Small, targeted mailings require an emphasis on value—rather than cost—to sell, he said. A typical "shotgun" mailing might generate a 1 percent or 2 percent response. But, if that same database is broken down into demographics, buying patterns, geography or any other way the distributor and end-user want to slice it, "the return can be in double digits," Gray said.
Automated Mailing Programs
"Mailings are an incredible pain," Gray said. "You need a designer, there's a possibility of typos, the database needs to be clean and updated, postage is expensive, and the mailing must also be timely."
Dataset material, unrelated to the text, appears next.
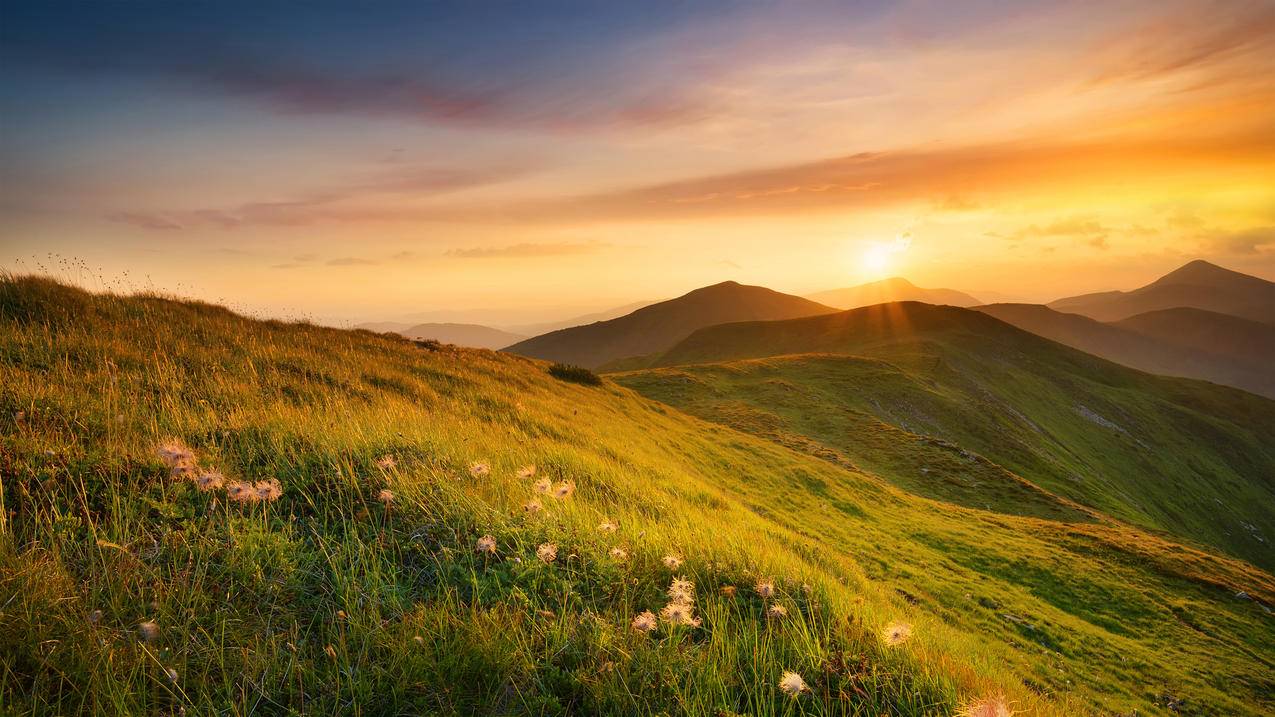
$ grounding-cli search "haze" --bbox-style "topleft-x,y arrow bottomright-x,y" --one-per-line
0,1 -> 1275,324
The good news is, the process can be automated—and the distributor who knows how to put such a program together for a vertical market can win loyal customers. By creating a template of a postcard or letter and linking it to a database of product photos (General Motors vehicles, for instance), the distributor can approach the sales managers of all General Motors dealers in his area. Using a Web site for order entry of the shopper's contact information, desired vehicle and associated salesperson, that variable information can be merged with the template and digitized signatures to produce custom mailings with quick turnaround.
"You're selling a solution to the owner of the business and the sales manager. It's one less headache for them," Gray said. "The key to selling one-on-one marketing is the ultimate return to the user; the last thing you talk about is the printing cost. The magic is in the highly pre-qualified database and the quality of the photo and printing on a digital short-run press."
With a digital press, printing costs are the same whether each piece is customized or identical. Lowered hardware costs and improved integration of variable imaging software have finally made variable printing profitable for distributors to sell, Gray said. The sizzle distributors can sell is in the flexibility offered with such a mailing program—even one response can pay for the entire mailing. "Distributors know a lot about adding value, and it's pretty easy to justify [additional processes] when the value of an additional 1 percent or 1⁄2 percent increase in response is very high," Simon noted.
Education can prepare distributors to sell direct mail programs, manufacturers say. Gray suggested researching the Web sites of The Direct Marketing Association and OnDemand Journal, as well as the United States Postal Service. "It's a challenge. Postal regulations are very complicated, and variable imaging can be very complicated," he said.
Simon noted that there are many sources—trade magazines such as BFL&S and Target Marketing, trade shows and the direct mail houses themselves. "Go to every seminar you can and talk to every supplier," he said. "Throw yourself into the direct marketing world in a real, active way. It's a wonderful opportunity for distributors."